Après la victoire des alliés en 1945, Csatary s’enfuit de Kassa. En 1948, dans ce qui s'appelle alors la Tchécoslovaquie, un tribunal le condamne à mort par contumace pour crime de guerre. Mais l’homme est désormais introuvable. Pendant les 50 années suivantes, il coule des jours paisibles au Canada, sous une fausse identité, en tant que marchand d’art. Ce n’est qu’en 1997 que l’homme est rattrapé par son passé. Il admet son "rôle limité" dans l’enfermement des juifs à Kassa, mais, selon ses avocats, il "ignorait où les juifs étaient déportés". Il est déchu de sa citoyenneté canadienne mais s’enfuit du pays avant que son procès ne débute.
"Les criminels nazis poursuivis jusqu’à leur lit de mort"
Et c’est dans son pays, la Hongrie, que l’homme choisit de revenir après des décennies passées outre-Atlantique. Il s’installe dans une banlieue résidentielle de Budapest où l’ont trouvé les journalistes du Sun, grâce à des informations récoltées par le Centre Simon-Wiesenthal. L’ONG a retrouvé sa trace il y a quelques mois, au cours de son "Opération dernière chance", visant à accélérer la traque des criminels nazis avant leur mort. Elle avait transmis un dossier concernant Csatary à la justice hongroise en septembre 2011, mais l’homme n’avait jusqu’à présent pas été inquiété. Les informations recueillies par The Sun ont été compilées et adressées au procureur de Budapest, en complément du dossier déjà entre ses mains.

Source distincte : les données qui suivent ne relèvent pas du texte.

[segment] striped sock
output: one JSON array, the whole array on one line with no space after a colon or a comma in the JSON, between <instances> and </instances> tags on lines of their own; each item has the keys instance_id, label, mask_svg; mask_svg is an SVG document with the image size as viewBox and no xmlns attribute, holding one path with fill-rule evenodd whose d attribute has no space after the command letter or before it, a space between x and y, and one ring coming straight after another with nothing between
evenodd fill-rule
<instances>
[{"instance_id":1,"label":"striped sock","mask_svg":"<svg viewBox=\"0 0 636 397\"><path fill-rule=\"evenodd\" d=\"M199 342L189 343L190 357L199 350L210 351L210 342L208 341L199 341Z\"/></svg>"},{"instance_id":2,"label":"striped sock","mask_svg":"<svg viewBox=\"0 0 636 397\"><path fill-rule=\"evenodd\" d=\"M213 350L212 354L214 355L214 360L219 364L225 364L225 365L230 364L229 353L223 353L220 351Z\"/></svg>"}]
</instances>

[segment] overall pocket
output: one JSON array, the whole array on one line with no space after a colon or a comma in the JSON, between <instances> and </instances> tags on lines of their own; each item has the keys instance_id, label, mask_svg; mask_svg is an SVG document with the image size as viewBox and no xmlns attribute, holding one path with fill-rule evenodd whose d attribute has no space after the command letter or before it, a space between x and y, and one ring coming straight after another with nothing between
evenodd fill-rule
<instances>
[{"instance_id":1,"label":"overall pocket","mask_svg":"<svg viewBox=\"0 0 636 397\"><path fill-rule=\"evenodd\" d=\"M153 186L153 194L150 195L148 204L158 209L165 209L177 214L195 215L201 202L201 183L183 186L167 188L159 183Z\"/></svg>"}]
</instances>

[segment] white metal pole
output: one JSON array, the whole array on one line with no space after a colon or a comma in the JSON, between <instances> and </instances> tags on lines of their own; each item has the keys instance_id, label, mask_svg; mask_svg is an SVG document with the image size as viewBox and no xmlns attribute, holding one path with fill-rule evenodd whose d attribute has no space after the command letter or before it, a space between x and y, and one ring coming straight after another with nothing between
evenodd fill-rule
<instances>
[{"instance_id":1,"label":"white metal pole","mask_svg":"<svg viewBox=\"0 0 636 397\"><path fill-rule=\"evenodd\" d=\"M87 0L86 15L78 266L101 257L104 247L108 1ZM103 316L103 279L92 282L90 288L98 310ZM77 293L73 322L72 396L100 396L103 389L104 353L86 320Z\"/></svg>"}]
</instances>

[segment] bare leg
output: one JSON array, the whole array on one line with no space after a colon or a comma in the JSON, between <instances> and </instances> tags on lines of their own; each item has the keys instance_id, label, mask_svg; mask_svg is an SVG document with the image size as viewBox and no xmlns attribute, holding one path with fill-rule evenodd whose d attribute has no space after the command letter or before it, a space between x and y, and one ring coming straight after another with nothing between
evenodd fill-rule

"Une enquête est en cours", ont assuré les autorités hongroises. Le ministère français des Affaires étrangères a incité Budapest à entamer une action contre l’homme. "Les crimes nazis sont imprescriptibles. Nous estimons que les criminels nazis, où qu'ils se trouvent, doivent répondre de leurs actes devant la justice", a ainsi déclaré le porte-parole du Quai d'Orsay, Bernard Valero, lors d'un point-presse. En Israël, les survivants de la Shoah sont très partagés, comme en témoigne Gallagher Fenwick, correspondant de FRANCE 24 à Jérusalem. "Il y a de la frustration, de l’amertume de voir cet homme de 97 ans qui n’a toujours pas été traduit en justice. ‘C’est une honte’, a déclaré une survivante. Mais une autre assure être rassurée de voir les suspects de crime nazi être poursuivis jusque dans leur lit de mort."
Pour Serge Klarsfeld, écrivain, historien et chasseur de nazis, interrogé sur les ondes d'Europe 1, il est effectivement "bon que l’on poursuive les criminels jusqu’à leur dernier souffle". "Mais, poursuit-il, ce ne sont plus que les comparses et les subalternes [des grands décideurs nazis]. Csatary est peut être le plus recherché aujourd’hui parce qu’ils ont tous entre 90 et 100 ans. Il y a 30 ans, Csatary aurait été le 3 500e sur la liste [du Centre Simon-Wiesenthal]. Moi, par exemple, je n’ai jamais entendu parler de lui."